Il muro del Comitato scientifico, forse dettato dalle ultime notizie sui contagi all’interno delle comunità religiose (appena due giorni fa si sono registrati 20 positivi e 4 ricoveri nella sola università salesiana di Roma) o dello scetticismo sulla possibilità di contingentare gli ingressi alle liturgie ha indicato al Governo una strada che Conte ha sintetizzato nella sola apertura per i funerali (con i soli parenti stretti in misura non superiore a 15) e in un «confidiamo che nelle prossime settimane ci possa essere un'apertura anche per queste celebrazioni».
Dopo la nota della Cei, però, e il dissenso anche di alcuni ministri, in primis quello della Famiglia, Elena Bonetti, il Governo fa una parziale marcia indietro e il «dobbiamo continuare a interloquire con il Comitato tecnico scientifico, confido di lavorare per un pacchetto stringente di misure da mettere a punto nella prossime settimane» diventa, in una nota di Palazzo Chigi, la promessa che «nei prossimi giorni sarà elaborato un protocollo che consenta quanto prima la partecipazione dei fedeli alle celebrazioni liturgiche in condizioni di massima sicurezza».

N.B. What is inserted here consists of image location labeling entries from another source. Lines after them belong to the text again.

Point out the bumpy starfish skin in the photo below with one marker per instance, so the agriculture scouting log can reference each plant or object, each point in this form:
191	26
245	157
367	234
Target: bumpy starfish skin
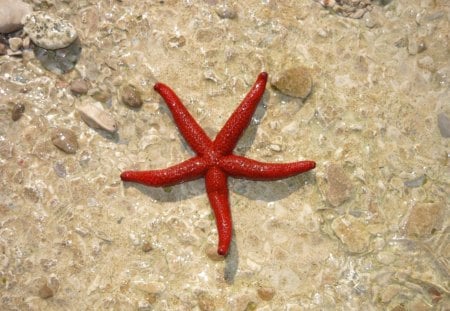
214	160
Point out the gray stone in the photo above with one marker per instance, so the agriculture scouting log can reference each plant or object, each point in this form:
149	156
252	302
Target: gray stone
12	12
49	32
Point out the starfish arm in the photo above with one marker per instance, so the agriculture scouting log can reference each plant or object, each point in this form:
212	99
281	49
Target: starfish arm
229	135
188	170
217	189
241	167
189	128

La Cei aspetta senza fare passi indietro. Anche per non creare precedenti sulla compromissione di un diritto costituzionalmente garantito. E mentre i vescovi continuano a fare la loro parte rispettando le norme anticontagio, richiamano però anche «la pienezza della propria autonomia», e ricordano che «l’impegno al servizio verso i poveri, così significativo in questa emergenza, nasce da una fede che deve potersi nutrire alle sue sorgenti, in particolare la vita sacramentale».